En 2002, Doug Liman rodaba la primera adaptación de las novelas de Robert Ludlum, El caso Bourne. Poco más tarde, Paul Greengrass convertía al hombre sin memoria y sin nombre en icono del cine moderno. El cerebro limpio de un Bourne a la búsqueda de su identidad actúa como la mejor y más acertada imagen del hombre sin atributos que toda buena y radical teoría conspirativa necesita para funcionar. Recordemos con Marx, Freud y Nietzsche, que no hay conciencia, no hay sujeto, no hay conocimiento. Tony Gilroy, antes de director, guionista precisamente de la saga Bourne, imagina en Duplicity la vida de dos espías retirados. ¿Para quiénes trabajarán ahora? Para las grandes corporaciones farmacéuticas. Con estos mimbres, el siempre habilidoso director confecciona un atribulado, complejo y, finalmente, efectivo juego de espejos. Todos son engañados, el espectador juega a perderse entre diálogos falsos, actuaciones que parecen verdad y propósitos inciertos. Cuidado, es una comedia, se diría que la versión post-moderna de Charada.

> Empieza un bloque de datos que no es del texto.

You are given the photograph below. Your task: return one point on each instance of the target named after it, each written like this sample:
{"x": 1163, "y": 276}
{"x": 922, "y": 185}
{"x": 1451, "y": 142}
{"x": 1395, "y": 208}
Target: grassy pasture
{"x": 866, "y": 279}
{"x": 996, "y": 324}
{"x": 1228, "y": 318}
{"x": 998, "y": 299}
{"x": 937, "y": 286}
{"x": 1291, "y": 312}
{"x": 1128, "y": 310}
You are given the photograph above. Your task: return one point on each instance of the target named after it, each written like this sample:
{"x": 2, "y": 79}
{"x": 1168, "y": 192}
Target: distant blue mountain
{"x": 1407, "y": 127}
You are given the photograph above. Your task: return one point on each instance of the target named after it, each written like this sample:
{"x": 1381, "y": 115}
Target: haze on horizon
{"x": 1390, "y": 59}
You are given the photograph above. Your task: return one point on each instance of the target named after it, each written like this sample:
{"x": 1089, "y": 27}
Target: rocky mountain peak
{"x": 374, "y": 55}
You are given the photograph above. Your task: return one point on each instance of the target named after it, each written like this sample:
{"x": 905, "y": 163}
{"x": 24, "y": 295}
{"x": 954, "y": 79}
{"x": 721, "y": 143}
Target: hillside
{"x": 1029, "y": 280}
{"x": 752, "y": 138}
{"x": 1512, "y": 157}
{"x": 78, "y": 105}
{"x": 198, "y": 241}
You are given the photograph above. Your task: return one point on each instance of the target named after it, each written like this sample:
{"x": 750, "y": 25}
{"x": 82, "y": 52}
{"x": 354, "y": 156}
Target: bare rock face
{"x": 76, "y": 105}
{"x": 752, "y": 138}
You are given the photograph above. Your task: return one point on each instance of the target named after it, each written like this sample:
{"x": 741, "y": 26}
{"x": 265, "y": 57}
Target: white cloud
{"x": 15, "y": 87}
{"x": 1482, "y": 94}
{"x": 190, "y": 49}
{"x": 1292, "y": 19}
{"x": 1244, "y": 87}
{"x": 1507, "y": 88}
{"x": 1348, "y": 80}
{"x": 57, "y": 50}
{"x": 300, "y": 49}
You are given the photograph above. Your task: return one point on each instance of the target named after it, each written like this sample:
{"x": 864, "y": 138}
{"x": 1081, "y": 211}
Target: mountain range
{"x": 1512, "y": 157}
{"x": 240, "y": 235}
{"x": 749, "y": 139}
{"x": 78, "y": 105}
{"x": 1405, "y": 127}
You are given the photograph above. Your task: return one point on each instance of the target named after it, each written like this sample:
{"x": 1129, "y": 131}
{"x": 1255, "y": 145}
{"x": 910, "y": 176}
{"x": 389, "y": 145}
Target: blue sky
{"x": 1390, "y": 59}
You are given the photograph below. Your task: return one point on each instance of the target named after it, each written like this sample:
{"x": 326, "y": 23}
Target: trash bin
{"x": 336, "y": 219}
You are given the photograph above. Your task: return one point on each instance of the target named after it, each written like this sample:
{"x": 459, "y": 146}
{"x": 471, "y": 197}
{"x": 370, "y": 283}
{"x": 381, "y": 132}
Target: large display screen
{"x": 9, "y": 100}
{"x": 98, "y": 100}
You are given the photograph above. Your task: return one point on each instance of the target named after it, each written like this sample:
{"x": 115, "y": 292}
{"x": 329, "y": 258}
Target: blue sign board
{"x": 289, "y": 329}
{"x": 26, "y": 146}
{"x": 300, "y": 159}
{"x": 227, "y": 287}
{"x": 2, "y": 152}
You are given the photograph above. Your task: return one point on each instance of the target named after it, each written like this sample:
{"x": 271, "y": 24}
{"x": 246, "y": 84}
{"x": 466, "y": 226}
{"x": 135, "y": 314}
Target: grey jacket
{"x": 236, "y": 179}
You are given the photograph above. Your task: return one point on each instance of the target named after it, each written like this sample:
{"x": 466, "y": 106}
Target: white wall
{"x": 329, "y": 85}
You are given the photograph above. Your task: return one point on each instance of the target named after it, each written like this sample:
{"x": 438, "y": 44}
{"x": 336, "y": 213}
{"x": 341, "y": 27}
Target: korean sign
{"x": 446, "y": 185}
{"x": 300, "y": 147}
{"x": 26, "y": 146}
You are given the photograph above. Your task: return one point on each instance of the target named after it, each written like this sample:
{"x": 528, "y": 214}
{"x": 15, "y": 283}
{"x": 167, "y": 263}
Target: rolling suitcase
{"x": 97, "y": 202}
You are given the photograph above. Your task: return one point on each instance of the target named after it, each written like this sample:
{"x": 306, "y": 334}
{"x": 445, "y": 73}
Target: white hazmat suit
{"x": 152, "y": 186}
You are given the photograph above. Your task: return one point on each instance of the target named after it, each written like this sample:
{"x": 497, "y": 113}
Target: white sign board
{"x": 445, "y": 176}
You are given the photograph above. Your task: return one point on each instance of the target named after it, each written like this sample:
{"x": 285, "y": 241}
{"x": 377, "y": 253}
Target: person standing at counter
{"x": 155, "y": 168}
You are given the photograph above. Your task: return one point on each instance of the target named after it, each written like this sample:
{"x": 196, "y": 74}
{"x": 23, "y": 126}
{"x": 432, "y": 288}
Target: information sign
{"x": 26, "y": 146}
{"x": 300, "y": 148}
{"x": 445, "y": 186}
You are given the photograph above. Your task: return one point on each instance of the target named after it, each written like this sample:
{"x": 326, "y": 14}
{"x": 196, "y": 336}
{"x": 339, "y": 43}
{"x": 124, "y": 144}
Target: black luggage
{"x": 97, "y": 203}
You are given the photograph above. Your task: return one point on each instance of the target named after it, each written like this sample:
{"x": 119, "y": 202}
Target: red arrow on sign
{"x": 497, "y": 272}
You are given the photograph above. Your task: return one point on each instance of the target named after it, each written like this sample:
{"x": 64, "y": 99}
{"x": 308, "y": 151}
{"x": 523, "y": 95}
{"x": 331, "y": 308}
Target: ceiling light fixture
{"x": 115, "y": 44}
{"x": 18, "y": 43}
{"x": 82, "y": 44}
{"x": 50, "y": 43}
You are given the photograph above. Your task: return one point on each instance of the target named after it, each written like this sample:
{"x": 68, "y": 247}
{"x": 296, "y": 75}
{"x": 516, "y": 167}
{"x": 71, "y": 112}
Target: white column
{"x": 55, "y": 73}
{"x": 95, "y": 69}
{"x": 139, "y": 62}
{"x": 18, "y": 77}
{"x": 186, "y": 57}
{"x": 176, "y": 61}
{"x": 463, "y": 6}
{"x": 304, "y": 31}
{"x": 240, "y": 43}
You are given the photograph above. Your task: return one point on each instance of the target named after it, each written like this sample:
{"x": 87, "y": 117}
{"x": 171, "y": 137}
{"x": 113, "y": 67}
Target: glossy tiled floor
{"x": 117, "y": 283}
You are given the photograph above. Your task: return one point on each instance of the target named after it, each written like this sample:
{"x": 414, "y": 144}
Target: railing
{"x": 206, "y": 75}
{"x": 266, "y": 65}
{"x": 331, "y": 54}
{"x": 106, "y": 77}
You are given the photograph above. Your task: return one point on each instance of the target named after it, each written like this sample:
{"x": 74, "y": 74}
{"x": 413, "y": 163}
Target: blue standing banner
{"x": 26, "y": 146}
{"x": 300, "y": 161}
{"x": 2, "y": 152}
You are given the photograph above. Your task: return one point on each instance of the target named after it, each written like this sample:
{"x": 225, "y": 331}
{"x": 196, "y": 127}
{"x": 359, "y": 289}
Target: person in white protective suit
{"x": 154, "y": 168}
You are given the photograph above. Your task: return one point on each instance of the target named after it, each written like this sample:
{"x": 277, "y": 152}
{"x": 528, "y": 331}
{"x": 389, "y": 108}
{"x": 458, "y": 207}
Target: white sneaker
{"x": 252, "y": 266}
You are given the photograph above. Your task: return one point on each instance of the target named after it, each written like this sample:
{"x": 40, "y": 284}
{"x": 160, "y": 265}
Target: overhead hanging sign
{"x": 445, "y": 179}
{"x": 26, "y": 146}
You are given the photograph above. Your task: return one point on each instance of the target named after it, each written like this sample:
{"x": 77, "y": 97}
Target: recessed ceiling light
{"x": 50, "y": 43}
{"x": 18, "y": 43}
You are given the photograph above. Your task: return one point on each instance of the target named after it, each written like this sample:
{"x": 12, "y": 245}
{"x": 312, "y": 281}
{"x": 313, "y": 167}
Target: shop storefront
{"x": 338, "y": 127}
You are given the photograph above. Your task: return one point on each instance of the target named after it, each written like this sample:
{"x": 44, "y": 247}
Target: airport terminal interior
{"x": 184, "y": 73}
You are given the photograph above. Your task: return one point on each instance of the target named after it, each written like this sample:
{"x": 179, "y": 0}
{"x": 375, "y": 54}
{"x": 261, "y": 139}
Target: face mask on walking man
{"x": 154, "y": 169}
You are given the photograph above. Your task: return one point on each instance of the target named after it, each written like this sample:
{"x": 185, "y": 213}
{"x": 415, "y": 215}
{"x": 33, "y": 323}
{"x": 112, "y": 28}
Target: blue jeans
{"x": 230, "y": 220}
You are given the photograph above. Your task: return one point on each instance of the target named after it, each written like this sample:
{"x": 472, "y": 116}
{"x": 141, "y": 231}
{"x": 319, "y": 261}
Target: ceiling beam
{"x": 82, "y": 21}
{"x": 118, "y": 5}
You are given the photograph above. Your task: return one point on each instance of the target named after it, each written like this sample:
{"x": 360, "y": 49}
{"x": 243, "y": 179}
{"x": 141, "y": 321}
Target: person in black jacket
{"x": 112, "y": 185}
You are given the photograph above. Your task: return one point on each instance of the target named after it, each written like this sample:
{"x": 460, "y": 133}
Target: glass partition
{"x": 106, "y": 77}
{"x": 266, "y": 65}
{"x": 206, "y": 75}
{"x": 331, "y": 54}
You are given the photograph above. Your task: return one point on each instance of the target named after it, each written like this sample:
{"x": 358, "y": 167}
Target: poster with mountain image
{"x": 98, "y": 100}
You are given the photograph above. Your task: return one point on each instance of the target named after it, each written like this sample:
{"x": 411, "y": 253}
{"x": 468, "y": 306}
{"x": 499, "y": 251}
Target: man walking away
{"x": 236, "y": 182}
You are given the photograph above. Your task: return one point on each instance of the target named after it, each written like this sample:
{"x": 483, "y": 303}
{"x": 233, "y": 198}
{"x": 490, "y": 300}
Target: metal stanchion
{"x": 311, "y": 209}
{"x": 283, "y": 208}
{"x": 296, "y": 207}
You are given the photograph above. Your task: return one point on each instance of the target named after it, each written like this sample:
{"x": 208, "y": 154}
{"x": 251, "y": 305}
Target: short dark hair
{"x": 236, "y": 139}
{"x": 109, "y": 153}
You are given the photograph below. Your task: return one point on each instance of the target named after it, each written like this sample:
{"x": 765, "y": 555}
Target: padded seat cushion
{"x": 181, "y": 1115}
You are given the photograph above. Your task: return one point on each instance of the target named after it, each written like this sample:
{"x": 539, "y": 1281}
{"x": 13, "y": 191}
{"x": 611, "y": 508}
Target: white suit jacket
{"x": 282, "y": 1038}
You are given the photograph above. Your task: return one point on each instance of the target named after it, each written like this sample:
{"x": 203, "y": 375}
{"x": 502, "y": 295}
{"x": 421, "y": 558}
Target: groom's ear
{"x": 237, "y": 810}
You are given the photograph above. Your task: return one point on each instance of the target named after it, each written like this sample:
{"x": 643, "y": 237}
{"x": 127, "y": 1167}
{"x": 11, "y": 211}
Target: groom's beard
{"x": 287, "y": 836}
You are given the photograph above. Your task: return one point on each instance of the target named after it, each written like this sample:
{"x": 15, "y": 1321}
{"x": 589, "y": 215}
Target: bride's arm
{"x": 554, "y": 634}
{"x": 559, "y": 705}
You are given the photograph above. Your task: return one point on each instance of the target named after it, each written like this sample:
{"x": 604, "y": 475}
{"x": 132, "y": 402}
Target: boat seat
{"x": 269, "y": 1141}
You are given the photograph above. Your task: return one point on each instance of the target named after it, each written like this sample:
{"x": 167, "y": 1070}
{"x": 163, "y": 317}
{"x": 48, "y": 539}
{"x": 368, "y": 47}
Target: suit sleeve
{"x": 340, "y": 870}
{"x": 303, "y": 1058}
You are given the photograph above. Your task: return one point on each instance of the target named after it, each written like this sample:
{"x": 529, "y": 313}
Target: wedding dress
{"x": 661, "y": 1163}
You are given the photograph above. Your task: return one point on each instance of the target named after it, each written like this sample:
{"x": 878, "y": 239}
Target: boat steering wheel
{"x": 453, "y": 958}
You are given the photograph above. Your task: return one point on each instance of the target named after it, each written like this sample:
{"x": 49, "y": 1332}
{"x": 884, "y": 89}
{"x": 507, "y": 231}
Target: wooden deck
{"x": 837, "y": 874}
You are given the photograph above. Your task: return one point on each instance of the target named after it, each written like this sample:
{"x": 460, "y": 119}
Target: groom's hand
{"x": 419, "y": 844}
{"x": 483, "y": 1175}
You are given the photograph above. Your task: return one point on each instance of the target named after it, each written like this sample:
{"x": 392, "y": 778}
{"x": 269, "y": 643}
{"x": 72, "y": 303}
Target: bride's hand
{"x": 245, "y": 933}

Impostura política. The international, más sentida, más seria, como corresponde a un alemán (esta es la nacionalidad del director Tom Tykwer), se mueve entre los mismo márgenes. Los antes agentes de orden ya no saben los propósitos de sus acciones, no saben para quien o contra quien disparan. Todo es mentira. ¿Y Sicko? Aquí, Michael Moore repite jugada. Como en Fahrenheit 9/11, el objetivo es descubrir la impostura de la política. Manda gente distinta a la que usted ha votado. La diana esta vez es el insalubre sistema de salud americano dirigido por las aseguradoras y los conglomerados farmacéuticos. Y en el fondo, cómo no, la incompetencia, ya un recurso retórico, del siempre patán Bush.

En las tres películas de estreno reciente, el hilo conductor (cada una con su cuota correspondiente, no equivalente, de acierto y error) es la sensación de pérdida. Como en Bourne, no hay más referencias para la acción que el vago recuerdo de una verdad olvidada. En cualquier caso, siempre queda, aunque de forma lejana, la borrosa memoria de un punto de apoyo, de certeza moral. De hecho, tanto en The international como en Duplicity, al final se aclara quién es el bueno y quién el malo. Moore no se espera a tanto, la certeza moral es él.

Ninguna de ellas da el paso decisivo. No hay verdad más allá del desconcierto. Dios, “un acertijo envuelto en un misterio dentro de un enigma”.